Not being "scalable" sounds like another way of saying "we don't want to do #1, it sounds expensive. Secrecy is cheaper.".

3 comments

This implies some sort of unfairness is being hidden, which should be the easy part of the problem.

The hard part is that equitable salaries do not mean equal salaries. If you there are large differences based completely on merit it's very difficult to make someone feel good about being lower than the person sitting next to them, even if it's objectively fair.

>This implies some sort of unfairness is being hidden, which should be the easy part of the problem.

You seem to be implying that voluntarily giving out pay rises to the underpaid is easy. It isn't easy.

>The hard part is that equitable salaries do not mean equal salaries. If you there are large differences based completely on merit it's very difficult to make someone feel good about being lower than the person sitting next to them, even if it's objectively fair.

This would be the hard part if American were mostly all secret communists.

If those differences actually exist, they should be pretty easy to demonstrate.
"Scalable" means like airline prices or how westerners get consumer products from slave- or near-slave labor: the system only works if someone employees subsidize others, and they won't consent to that, so the subsidize are done secretly.
I imagine there would be potential problems due to the fact that people have differing opinions about what people deserve.

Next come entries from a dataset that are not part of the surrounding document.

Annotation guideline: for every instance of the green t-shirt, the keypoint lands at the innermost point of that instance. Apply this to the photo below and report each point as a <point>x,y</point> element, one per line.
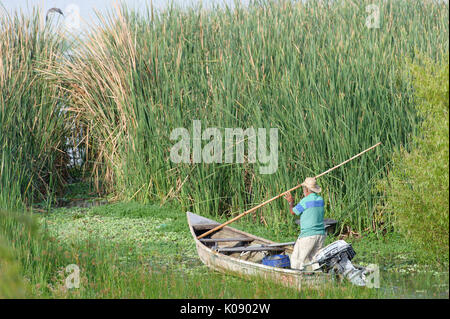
<point>311,211</point>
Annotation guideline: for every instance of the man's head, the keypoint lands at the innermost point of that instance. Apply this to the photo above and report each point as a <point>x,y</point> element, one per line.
<point>310,186</point>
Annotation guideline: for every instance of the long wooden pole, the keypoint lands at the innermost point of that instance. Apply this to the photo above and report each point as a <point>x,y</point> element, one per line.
<point>278,196</point>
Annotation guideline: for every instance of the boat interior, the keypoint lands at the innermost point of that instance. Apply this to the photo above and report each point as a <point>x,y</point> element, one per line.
<point>238,245</point>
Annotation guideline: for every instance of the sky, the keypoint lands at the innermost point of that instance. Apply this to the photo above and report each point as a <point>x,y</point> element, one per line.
<point>79,13</point>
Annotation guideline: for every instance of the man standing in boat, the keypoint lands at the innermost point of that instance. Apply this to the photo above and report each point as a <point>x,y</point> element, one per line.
<point>312,228</point>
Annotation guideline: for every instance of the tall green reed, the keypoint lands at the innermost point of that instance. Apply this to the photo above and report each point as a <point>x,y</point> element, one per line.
<point>331,86</point>
<point>33,131</point>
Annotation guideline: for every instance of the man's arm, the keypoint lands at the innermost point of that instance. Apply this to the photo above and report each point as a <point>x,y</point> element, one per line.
<point>290,199</point>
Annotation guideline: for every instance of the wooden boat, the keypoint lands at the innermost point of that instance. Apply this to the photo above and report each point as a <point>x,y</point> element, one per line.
<point>232,251</point>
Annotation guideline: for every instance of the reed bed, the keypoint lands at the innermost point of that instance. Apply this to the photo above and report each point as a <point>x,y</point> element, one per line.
<point>33,129</point>
<point>331,86</point>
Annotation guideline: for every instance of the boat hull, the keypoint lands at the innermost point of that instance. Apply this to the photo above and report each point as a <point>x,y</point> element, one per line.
<point>244,268</point>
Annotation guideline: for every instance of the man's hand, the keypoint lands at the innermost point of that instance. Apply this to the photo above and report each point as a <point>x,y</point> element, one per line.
<point>289,197</point>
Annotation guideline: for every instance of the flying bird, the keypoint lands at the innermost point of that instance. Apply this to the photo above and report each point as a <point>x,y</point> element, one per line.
<point>57,10</point>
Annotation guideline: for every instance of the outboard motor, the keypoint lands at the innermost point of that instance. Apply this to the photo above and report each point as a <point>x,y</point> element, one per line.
<point>336,257</point>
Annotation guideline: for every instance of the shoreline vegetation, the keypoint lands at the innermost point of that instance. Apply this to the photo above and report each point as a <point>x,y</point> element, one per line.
<point>330,85</point>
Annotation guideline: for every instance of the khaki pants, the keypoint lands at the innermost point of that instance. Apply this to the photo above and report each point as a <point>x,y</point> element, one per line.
<point>304,250</point>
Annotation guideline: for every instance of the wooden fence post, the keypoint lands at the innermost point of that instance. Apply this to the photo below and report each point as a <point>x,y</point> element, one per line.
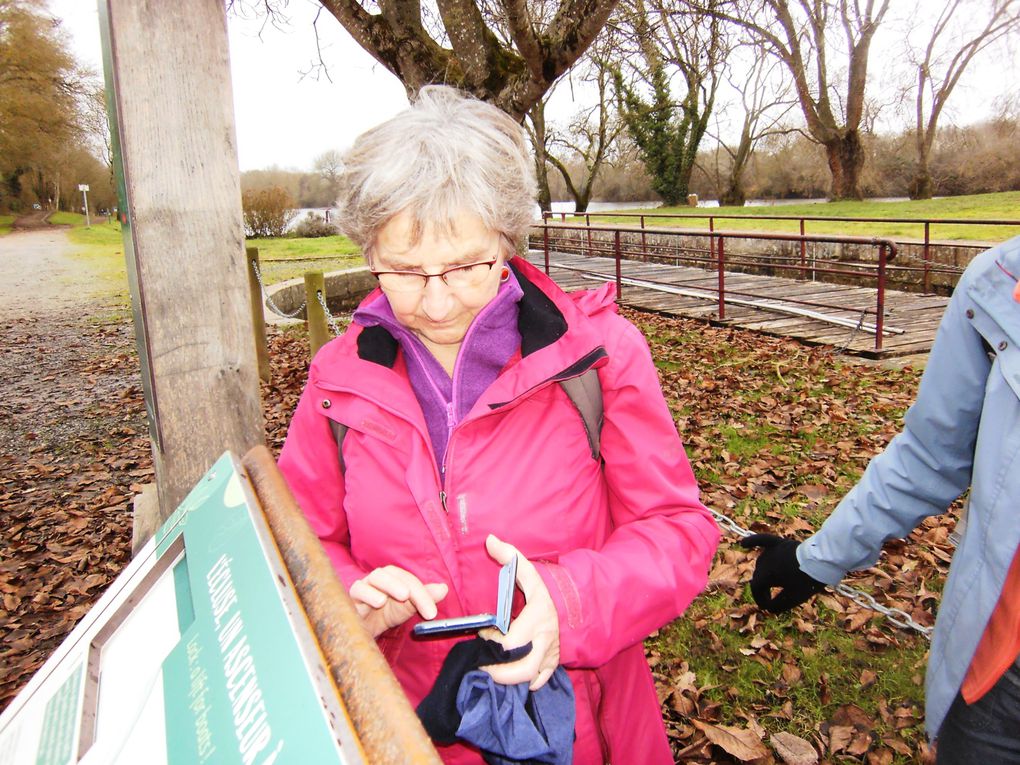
<point>318,329</point>
<point>175,163</point>
<point>258,312</point>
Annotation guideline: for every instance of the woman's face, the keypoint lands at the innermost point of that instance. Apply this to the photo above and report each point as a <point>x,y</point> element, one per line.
<point>438,313</point>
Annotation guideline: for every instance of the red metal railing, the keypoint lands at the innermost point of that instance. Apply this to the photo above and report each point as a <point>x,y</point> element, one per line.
<point>927,267</point>
<point>614,246</point>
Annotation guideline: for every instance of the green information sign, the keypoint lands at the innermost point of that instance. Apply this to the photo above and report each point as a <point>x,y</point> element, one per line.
<point>198,653</point>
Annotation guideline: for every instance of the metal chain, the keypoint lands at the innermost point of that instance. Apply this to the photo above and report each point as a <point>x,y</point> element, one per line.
<point>268,300</point>
<point>328,316</point>
<point>896,615</point>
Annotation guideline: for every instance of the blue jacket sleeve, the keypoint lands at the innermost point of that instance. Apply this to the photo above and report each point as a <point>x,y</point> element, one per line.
<point>924,468</point>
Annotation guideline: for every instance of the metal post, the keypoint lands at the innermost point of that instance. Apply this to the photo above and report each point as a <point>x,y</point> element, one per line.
<point>545,244</point>
<point>85,196</point>
<point>927,256</point>
<point>722,281</point>
<point>258,314</point>
<point>880,301</point>
<point>804,252</point>
<point>318,330</point>
<point>711,238</point>
<point>619,275</point>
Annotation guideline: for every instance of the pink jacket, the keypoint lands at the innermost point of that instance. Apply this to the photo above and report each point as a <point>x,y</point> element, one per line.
<point>623,546</point>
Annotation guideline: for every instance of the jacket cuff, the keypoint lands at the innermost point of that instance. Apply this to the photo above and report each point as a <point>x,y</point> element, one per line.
<point>568,607</point>
<point>823,571</point>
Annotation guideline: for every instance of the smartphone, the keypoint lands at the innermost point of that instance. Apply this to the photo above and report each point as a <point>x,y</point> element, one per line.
<point>500,620</point>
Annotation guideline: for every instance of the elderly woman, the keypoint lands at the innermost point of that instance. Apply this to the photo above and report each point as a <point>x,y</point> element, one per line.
<point>460,448</point>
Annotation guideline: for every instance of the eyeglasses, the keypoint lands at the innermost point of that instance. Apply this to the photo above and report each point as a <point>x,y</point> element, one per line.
<point>458,277</point>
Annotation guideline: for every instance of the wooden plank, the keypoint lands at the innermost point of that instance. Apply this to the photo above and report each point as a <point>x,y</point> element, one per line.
<point>167,72</point>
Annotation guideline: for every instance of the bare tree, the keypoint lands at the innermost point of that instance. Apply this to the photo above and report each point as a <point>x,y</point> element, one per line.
<point>584,145</point>
<point>536,126</point>
<point>961,32</point>
<point>328,165</point>
<point>765,103</point>
<point>671,43</point>
<point>508,52</point>
<point>803,34</point>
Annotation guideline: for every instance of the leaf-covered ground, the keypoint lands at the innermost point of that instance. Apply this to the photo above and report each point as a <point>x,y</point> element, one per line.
<point>776,432</point>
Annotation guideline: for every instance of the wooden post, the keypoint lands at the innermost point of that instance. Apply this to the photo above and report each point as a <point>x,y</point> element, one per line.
<point>318,329</point>
<point>171,118</point>
<point>258,313</point>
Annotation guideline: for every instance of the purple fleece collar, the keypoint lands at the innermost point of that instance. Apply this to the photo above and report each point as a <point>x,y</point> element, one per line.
<point>491,341</point>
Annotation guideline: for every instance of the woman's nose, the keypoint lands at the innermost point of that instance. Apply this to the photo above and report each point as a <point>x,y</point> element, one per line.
<point>437,299</point>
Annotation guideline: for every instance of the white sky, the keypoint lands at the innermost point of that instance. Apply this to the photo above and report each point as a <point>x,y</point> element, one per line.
<point>286,118</point>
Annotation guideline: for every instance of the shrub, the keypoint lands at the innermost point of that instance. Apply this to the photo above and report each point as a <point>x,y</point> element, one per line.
<point>267,211</point>
<point>312,226</point>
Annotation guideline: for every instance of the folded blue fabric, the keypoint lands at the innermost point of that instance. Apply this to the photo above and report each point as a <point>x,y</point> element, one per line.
<point>511,725</point>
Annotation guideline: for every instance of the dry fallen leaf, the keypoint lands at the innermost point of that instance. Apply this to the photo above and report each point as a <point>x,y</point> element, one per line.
<point>740,743</point>
<point>793,749</point>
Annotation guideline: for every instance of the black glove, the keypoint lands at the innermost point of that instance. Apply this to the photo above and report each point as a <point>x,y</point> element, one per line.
<point>777,567</point>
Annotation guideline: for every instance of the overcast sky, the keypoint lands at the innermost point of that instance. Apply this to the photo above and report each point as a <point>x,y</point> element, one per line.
<point>287,118</point>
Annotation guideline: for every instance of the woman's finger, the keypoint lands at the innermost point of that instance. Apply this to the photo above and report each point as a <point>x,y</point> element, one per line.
<point>391,579</point>
<point>542,679</point>
<point>362,592</point>
<point>524,669</point>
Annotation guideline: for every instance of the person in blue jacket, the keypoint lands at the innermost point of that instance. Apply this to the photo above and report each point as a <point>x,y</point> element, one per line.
<point>963,431</point>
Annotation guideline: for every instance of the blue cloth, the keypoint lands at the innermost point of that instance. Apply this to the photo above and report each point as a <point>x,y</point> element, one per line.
<point>963,430</point>
<point>511,724</point>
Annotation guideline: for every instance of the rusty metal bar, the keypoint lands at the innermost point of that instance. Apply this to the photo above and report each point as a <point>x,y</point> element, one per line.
<point>804,248</point>
<point>927,256</point>
<point>722,279</point>
<point>837,218</point>
<point>388,728</point>
<point>880,300</point>
<point>619,272</point>
<point>545,234</point>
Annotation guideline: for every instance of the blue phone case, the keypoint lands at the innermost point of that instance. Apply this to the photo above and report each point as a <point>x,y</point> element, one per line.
<point>500,620</point>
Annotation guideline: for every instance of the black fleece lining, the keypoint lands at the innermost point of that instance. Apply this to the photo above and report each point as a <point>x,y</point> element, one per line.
<point>541,323</point>
<point>377,345</point>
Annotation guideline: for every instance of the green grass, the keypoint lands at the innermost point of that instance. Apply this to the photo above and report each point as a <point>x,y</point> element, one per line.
<point>1005,205</point>
<point>100,247</point>
<point>724,659</point>
<point>66,218</point>
<point>290,257</point>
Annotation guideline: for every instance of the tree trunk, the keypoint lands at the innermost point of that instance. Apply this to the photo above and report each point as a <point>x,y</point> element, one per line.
<point>921,187</point>
<point>538,116</point>
<point>733,196</point>
<point>846,159</point>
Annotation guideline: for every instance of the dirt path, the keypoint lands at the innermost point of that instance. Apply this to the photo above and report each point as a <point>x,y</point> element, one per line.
<point>72,443</point>
<point>39,276</point>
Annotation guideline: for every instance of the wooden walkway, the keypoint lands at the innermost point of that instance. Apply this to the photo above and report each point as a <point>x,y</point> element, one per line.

For one thing, there are different but equally reasonable criteria on which to base "deserve." Maybe Bob in Engineering contributes more to company profits than Steve in janitorial, so Bob deserves to get paid more. Or maybe Steve is intensely loyal and stuck with the company through hard times and often stays late to get everything done, so Steve deserves to get paid more. Or Joe in sales hasn't been selling well this year, but his kid has cancer and he's obviously distracted and he deserves high pay because he's having such a hard time.

And of course, given a choice of criteria, people will invariably tend to choose whichever one gives them the results they like. Bob will be more likely to think the profit-based evaluation is best. Someone who's good friends with Steve will think that loyalty is more important.

Maybe it can be made to work (and it definitely can work in a smaller company), but I don't think it's as easy as you make it sound. Sometimes it's just impossible to please everybody, and if you try then you'll only succeed in displeasing everybody.

>I imagine

Perhaps you should look at some real examples rather than your imagination:

http://99u.com/articles/15527/the-age-of-salary-transparency

I said, "and it definitely can work in a smaller company." I don't have to look at outside examples, I'm part of such a company myself. But if you want to say I'm wrong, show me a company doing this with 10,000 employees rather than 10.
I believe there are some government departments out there (Norway perhaps?) that do this.